Estamos llamados a esta relación
Solemnidad de la Santísima Trinidad / Juan 16, 12-15
Evangelio: Juan 16, 12-15
En aquel tiempo, dijo Jesús a sus discípulos: «Muchas cosas me quedan por deciros, pero no podéis cargar con ellas por ahora; cuando venga él, el Espíritu de la verdad, os guiará hasta la verdad plena. Pues no hablará por cuenta propia, sino que hablará de lo que oye y os comunicará lo que está por venir. Él me glorificará, porque recibirá de lo mío y os lo anunciará. Todo lo que tiene el Padre es mío. Por eso os he dicho que recibirá y tomará de lo mío y os lo anunciará».
Comentario
Jesucristo, en el Evangelio según san Juan, no es un hombre más, sino «el Revelador». Revelar significa «descubrir o manifestar lo ignorado o secreto». Por tanto, Jesús, el Hijo, es Aquel que nos ha descubierto lo que estaba oculto para la humanidad o lo que esta ignoraba: la realidad divina. El Padre, en Jesucristo, abre el cielo para contarnos quién es y cuánto nos ama. El cielo, símbolo de la morada divina —donde reinan la justicia, la verdad, la paz, el amor, todo aquello que nos hace bien, que nos hace verdaderamente felices— se abre a cada uno de nosotros a través del Hijo, que no solo nos habló de valores y virtudes, sino que las vivió hasta el fin. Nos indicó por dónde caminar para vivir nuestra existencia en plenitud. El Padre y el Hijo lo comparten todo («todo lo que tiene el Padre es mío»), no necesitan separar lo que son, saben o tienen, porque confían el uno en el otro. Su relación, por lo tanto, no necesita protegerse. Es una relación a la que todos estamos llamados, sin defensas, sin avaricia, porque piensan el uno en el otro y no van a hacerse daño. Tenemos por tanto al Padre, el origen, fuente y meta del universo; que, al ver a la humanidad tan perdida, con tantas guerras y fracturas, decide, lleno de ternura y preocupación, enviarnos lo más sagrado que tiene, a su único Hijo: Jesús. ¿Por qué? Porque al verlo, vemos al Padre, al ver sus gestos, al escuchar sus palabras, estamos viendo y oyendo quién es nuestro Creador.

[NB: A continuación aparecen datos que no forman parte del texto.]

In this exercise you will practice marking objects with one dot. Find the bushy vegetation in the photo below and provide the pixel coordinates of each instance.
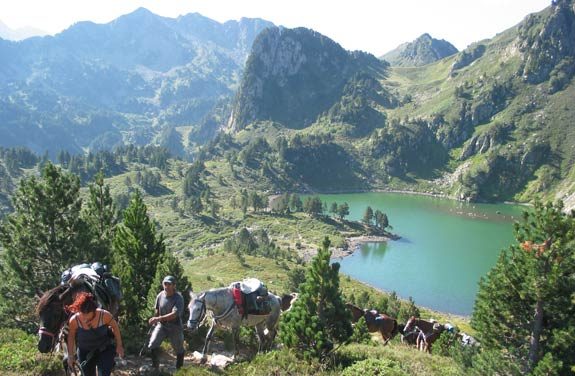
(19, 356)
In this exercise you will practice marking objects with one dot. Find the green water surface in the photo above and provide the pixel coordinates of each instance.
(445, 247)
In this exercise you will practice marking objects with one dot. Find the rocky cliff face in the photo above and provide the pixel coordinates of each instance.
(546, 40)
(424, 50)
(136, 74)
(293, 75)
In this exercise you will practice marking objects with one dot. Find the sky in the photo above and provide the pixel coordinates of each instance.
(375, 26)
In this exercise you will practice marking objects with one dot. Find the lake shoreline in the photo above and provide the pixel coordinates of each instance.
(437, 313)
(354, 243)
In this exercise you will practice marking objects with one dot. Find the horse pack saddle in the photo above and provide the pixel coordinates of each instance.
(251, 297)
(105, 287)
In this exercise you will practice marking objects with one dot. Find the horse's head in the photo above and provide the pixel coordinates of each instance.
(197, 309)
(52, 315)
(410, 324)
(287, 301)
(356, 312)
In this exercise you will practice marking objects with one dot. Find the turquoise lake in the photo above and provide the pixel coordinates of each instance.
(445, 247)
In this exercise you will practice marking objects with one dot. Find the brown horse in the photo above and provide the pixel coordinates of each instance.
(287, 301)
(425, 332)
(376, 322)
(51, 310)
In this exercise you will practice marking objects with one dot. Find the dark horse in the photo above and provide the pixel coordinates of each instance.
(53, 314)
(424, 332)
(385, 325)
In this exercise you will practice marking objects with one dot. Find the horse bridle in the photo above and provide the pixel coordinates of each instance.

Entonces: ¿quién es el Espíritu? ¿Qué aporta? ¿Cómo sería nuestra existencia si Jesús no nos lo hubiera enviado? Jesucristo sería para nosotros un recuerdo, una bella e inspiradora narración, o se hubiera olvidado definitivamente. La vida cristiana de millones de personas desde entonces no hubiera sido posible y tantas vidas entregadas por la defensa de la justicia, del amor, de la paz, no hubieran sembrado nuestra historia de pequeñas o grandes luces, en las noches de la humanidad. Jesús no hubiera sido para nosotros Alguien vivo, a quien buscamos en mucho de lo que vivimos, quien ilumina nuestra existencia diaria, por quien somos capaces de entregar la vida.
En el Evangelio de este domingo, Jesús, como una madre, viendo que se acerca la hora de su paso de este mundo al Padre, se preocupa por sus discípulos. Por ello les anuncia el envío de un colaborador suyo, unido a Él y al Padre: el Espíritu de la verdad, el Paráclito. Sus funciones podrían resumirse en dos. Una más reveladora: revelarnos a Jesús («os guiará hasta la verdad plena», que es Jesucristo). Y una segunda más jurídica: dar testimonio de Él («el Espíritu de la verdad, que procede del Padre, dará testimonio de mí») y demostrar la falsedad del mundo. En otras palabras, poner en evidencia la condena del mundo hacia el Salvador. Por ello, el Paráclito va a chocar con la resistencia del mundo, que continúa el proceso contra Jesús («si a mí me han perseguido, también a vosotros os perseguirán»). En resumen, si dejamos espacio al Espíritu para escucharlo cada día, nos va a posibilitar encontrarnos con Jesucristo y seguirlo a diario; interpretar la realidad para que, en lo oculto de la historia presente, confusa y convulsa, podamos reconocer sus signos. Y va a ser esa «fuerza en la tribulación» la que nos ayude a dar testimonio de Él, a anunciarlo sin miedo, a vivir los valores del Evangelio sin frenarnos por las dificultades o conflictos que puedan generarse en la familia, en el trabajo o en las actividades pastorales.